Texas is a community property state, which means that property acquired during your marriage is subject to division.
However, this does not mean that you and your spouse will receive a 50-50 split. Property division must be fair, so, what factors will the court consider in determining distribution?
About community property
As one of nine community property states in the U.S., Texas tries to divide assets and debts between the divorcing parties fairly if not precisely equally. Community property includes houses, vehicles and other assets you and your spouse acquired during your marriage, as well as wages and investment income earned by either of you.

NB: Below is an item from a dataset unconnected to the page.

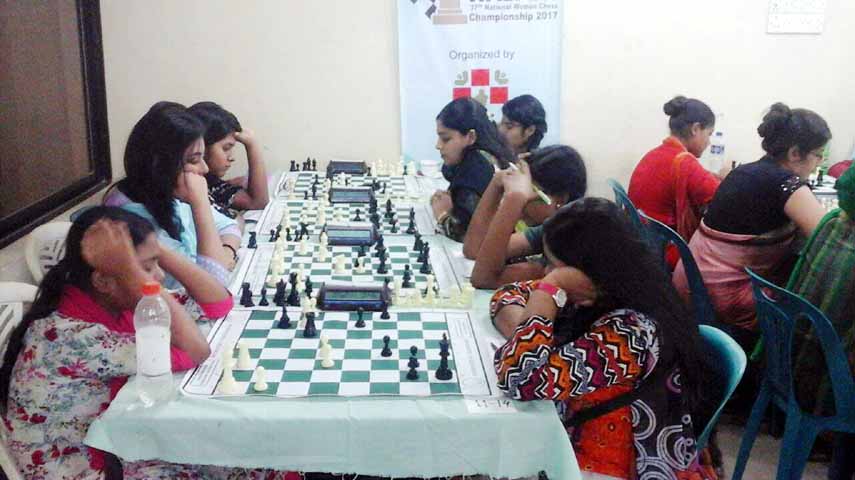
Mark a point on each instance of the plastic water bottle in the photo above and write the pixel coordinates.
(154, 365)
(717, 151)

Property division also includes splitting the marital debt acquired, such as your mortgage and car loan.
Circumstances the court considers
In determining a fair distribution of your marital assets and debts, the court considers a number of factors, including:
- Your ability to earn sufficient income
- The effect of divorce on your financial future
- The amount of separate property you own
- The taxes you must pay on certain assets
- The number of children you have and their needs
Under Texas law, the court may consider economic misconduct, which refers to the dissipation of assets. For example, if your spouse gambled away marital funds or went on excessive spending binges, the court may award to you as the injured spouse a higher percentage of the property to be divided. Also, a prenuptial agreement that includes a property division agreement between the two of you would take precedence over some if not all of the court’s decisions in community property matters.